The Crux of Happy Lives

The following passage, on p. 85, seems the crux of Lear's book:

Let us remind ourselves of where we now are. I have tried to show that, in addition to taking an instrumental means to an end and constituting an end, Aristotle recognizes in his scientific treatises a third way of acting for the sake of an end. Indeed it is central to his account of the first heaven's relationship to the Prime Mover. In the Metaphysics, Aristotle calls this acting for an end as an object of love. Less poetically, we can call it approximating, imitating, or emulating an end. The telos is not just similar to its subordinate goods, it sets the standard of success for them. An excellent example of the subordinate good is as much like the telos as it is possible for a thing of that kind to be.

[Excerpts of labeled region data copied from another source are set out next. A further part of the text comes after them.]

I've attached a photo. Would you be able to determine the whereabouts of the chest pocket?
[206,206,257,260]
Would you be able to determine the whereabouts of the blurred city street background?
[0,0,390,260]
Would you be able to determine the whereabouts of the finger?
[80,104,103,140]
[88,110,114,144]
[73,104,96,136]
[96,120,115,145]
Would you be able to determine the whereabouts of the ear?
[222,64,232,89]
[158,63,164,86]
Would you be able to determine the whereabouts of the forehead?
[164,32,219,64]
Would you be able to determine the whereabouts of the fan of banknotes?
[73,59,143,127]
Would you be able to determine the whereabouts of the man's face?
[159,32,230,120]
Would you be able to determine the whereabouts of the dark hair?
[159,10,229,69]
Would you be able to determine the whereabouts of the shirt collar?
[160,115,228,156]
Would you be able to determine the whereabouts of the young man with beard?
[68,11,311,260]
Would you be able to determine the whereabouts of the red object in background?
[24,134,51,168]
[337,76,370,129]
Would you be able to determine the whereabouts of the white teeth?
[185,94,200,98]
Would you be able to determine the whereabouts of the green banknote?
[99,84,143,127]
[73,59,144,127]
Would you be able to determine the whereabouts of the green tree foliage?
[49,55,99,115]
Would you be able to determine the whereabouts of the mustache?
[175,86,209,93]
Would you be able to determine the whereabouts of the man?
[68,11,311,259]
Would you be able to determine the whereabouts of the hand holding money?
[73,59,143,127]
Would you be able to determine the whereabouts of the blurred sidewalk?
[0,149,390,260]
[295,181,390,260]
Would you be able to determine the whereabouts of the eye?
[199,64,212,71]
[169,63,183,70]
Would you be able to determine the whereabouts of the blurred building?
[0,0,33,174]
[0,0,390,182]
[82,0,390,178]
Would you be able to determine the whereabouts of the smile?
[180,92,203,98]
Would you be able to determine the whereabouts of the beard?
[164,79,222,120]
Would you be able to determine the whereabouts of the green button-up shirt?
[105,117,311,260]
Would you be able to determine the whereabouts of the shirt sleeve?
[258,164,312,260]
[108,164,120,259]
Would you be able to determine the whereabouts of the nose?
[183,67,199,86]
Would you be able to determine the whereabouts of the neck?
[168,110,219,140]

Essentially perishable creatures, for example, cannot be immortal, but they can approach immortality to some extent by procreating.

Now, if morally virtuous activity approximates contemplation, this would help solve the problem we faced...in our interpretation of the Nicomachean Ethics. We wondered how middle-level ends, choiceworthy for their own sakes, could also be worth choosing for the sake of eudaimonia. And in particular we wondered how, if eudaimonia is contemplation, morally virtuous action might be worth choosing for its sake. When one thing approximates another it inherits the kind of value possessed by the paradigm. That is to say, the approximation of a good choiceworthy for the sake of another will itself be choiceworthy for the sake of another. Alternatively, the approximation of a good choiceworthy for its own sake will itself be choiceworthy for its own sake. So if morally virtuous activity is choiceworthy for the sake of contemplation as an approximation or imitation of that activity, it will not be merely instrumentally valuable. Rather, to the extent it succeeds in realizing the form of contemplation in action, it will itself be worth choosing for its own sake.

1 comments:

Anonymous said...

I've always thought that Aristotle repeats the same structure at different levels, what Lear calls approximation. So mind repeats the structure of touch, for instance, in the same way that philosophy repeats the structure of courage. One interesting example in NE is that of eating and tasting. Aristotle seems to say that excessive flavor is analogous to excessive eating. That would mean that the virtuous man is both abstemious and prefers the most bland foods. But the analogy obviously doesn't seem to work.